Con el río por testigo

El calor apretaba aquella tarde. Salí de la habitación para escapar del sofocante ambiente que había en ella y me asomé al balcón. Apoyado en la barandilla de piedra blanca, observé las vistas de ensueño que se me ofrecían hacia una cascada cuyas aguas caían a cámara lenta para estrellarse, en violenta espuma, sobre el río cristalino. El rápido vistazo inicial hizo que mis ojos ignoraran la escena que inundaría mis sueños a partir de aquel momento.

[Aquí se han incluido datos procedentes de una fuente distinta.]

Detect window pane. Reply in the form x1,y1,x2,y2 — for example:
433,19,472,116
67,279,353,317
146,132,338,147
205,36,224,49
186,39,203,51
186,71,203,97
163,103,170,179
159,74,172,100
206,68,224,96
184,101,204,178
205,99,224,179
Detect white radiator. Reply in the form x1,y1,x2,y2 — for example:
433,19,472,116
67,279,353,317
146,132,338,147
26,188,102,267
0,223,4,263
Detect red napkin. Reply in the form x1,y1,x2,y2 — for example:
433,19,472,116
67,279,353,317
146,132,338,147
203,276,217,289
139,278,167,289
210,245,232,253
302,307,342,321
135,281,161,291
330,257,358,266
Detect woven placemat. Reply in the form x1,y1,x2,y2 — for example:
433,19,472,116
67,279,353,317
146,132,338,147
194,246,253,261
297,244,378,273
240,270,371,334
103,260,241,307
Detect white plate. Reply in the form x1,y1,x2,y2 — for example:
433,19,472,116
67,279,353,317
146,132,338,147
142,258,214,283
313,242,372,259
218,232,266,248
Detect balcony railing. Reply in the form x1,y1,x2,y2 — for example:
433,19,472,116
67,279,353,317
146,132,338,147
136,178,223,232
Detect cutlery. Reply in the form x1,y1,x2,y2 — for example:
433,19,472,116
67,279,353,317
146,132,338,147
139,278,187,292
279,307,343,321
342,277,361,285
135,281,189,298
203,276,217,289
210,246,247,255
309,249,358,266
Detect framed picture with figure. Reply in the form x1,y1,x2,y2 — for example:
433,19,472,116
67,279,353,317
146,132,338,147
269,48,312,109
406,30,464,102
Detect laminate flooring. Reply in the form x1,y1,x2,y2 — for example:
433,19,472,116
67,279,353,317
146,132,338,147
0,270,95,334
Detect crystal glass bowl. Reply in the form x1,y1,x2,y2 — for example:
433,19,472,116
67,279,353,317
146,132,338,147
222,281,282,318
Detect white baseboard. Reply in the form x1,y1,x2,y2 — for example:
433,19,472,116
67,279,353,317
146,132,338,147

Donde la cascada​ era frenada por una inmensa piedra de la pared rocosa y el agua era obligada a fluir con más dulzura, una mujer de melena negra y piel blanca tomaba una ducha natural debajo. El agua resbalaba por su cuerpo, dejando pequeñas gotitas sobre sus hombros, pasando por su vientre y escondiéndose entre sus piernas para volver al agua en la que estás se hundían, sin dejarme verla al completo y despertando en mí cierta furia contra ese río que la ocultaba de mí.

Decidí acercarme para verla mejor, así que dejé el balcón para salir de la habitación. Una vez fuera del hotel, cogí el camino que se adentraba en la espesura y animado por mis instintos más primarios, avancé guiado por el sonido del agua. Me escondí tras unos arbustos cercanos a la orilla,  buscando a aquella mujer con ávida mirada, temeroso de que se hubiera marchado, pero aún estaba allí, aprovechando la frescura del agua.

La miraba agazapado en la maleza como un animal al acecho. Me asusté al descubrirme a mí mismo así, al darme cuenta de que era preso de un extraño hechizo que había anestesiado mi conciencia humana. Sacudí la cabeza y me obligué a recuperar la compostura. A pesar de ello, seguía siendo un vulgar espía y deseé que hubiera algo de artista en mí​ para retener aquel momento en un sitio menos volátil que la memoria. Pero la falta de talento me mantuvo como mero observador furtivo y cada atardecer a la misma hora acudía a la orilla del río y allí estaba ella, en el mismo sitio, así que yo dejaba que mis ojos se llenaran de aquella belleza que sólo el arte era capaz de retener.

Un día me vio y me miró y sentí que su desnudez era en realidad la mía. De pronto me vi como Dios me trajo al mundo, hechizado por esa mirada intensa y profunda que desde la distancia me observaba retadora. 

El sol del atardecer se recortaba sobre su cuerpo desnudo, todavía húmedo. El agua se reflejaba en su rostro y en sus ojos, confiriendo a ambos un nuevo brillo, el brillo salvaje de quien no tiene intención de ocultarse. Descubrí que lejos de avergonzarse de su desnudez, había conseguido que yo me avergonzara de haber violado su intimidad en aquel paraíso salvaje de bosque y agua. 

Sintiéndome fuera de lugar y sin  poder sostener por más tiempo aquella  mirada, acabé marchándome con la maleza y la oscuridad nocturna como único amparo y con la certeza de que no olvidaría nunca lo ocurrido.